Deux groupes de physiciens britanniques ont donné un nouveau souffle à l’idée d’une expérience qui pourrait unir les domaines difficiles de la mécanique quantique et de la relativité générale.
Le fait que la théorie quantique ne s’accorde pas avec la gravité est une énorme pierre d’achoppement en physique, qui a longtemps échappé à certains des plus grands esprits de la science.
La mécanique quantique consiste à modéliser des particules discrètes sous forme de probabilités qui n’existent pas vraiment tant que nous n’avons pas effectué une mesure. Non pas que la physique quantique soit vague – un siècle de tests en a fait l’une des théories les plus solides de la science.
Aux côtés de la mécanique quantique se trouve la théorie générale de la relativité, qui décrit l’action de la masse sur un tissu continu et sans couture d’espace et de temps pour nous donner la gravité. La relativité générale est également l’une des théories les plus fiables de la science, car elle nous permet de prédire les mouvements des objets à grande échelle avec une précision extrême.
Mais en dépit de leur succès respectif dans la description de l’Univers, ces deux théories se détestent.
Pour compliquer les choses, la gravité est une force très difficile à étudier à l’échelle atomique.
“Un problème redoutable est l’immense faiblesse de l’interaction gravitationnelle par rapport à d’autres forces fondamentales de la nature”, a expliqué Sougato Bose, physicien de l’University of Central London (UCL), à Physics World.

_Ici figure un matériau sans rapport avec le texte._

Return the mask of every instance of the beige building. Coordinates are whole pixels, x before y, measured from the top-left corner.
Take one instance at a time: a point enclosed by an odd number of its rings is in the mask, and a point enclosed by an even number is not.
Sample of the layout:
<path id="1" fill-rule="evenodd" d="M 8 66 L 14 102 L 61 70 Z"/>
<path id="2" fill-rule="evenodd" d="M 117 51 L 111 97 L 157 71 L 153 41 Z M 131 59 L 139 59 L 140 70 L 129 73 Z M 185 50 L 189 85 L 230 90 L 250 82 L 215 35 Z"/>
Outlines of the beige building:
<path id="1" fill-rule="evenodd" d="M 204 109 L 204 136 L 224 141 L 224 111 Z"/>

“Par exemple, même la force électrostatique entre deux électrons dépasse de plusieurs ordres de grandeur la force gravitationnelle entre deux masses d’un kilogramme.”
Pour trouver un terrain d’entente, le célèbre physicien américain Richard Feynman a proposé un plan expérimental en 1957.
Il a imaginé une petite masse qui existait sous forme de probabilité – ou de superposition – entre deux endroits. Placée dans un champ gravitationnel, la masse devrait être liée aux propriétés quantiques de la gravité dans un phénomène appelé intrication.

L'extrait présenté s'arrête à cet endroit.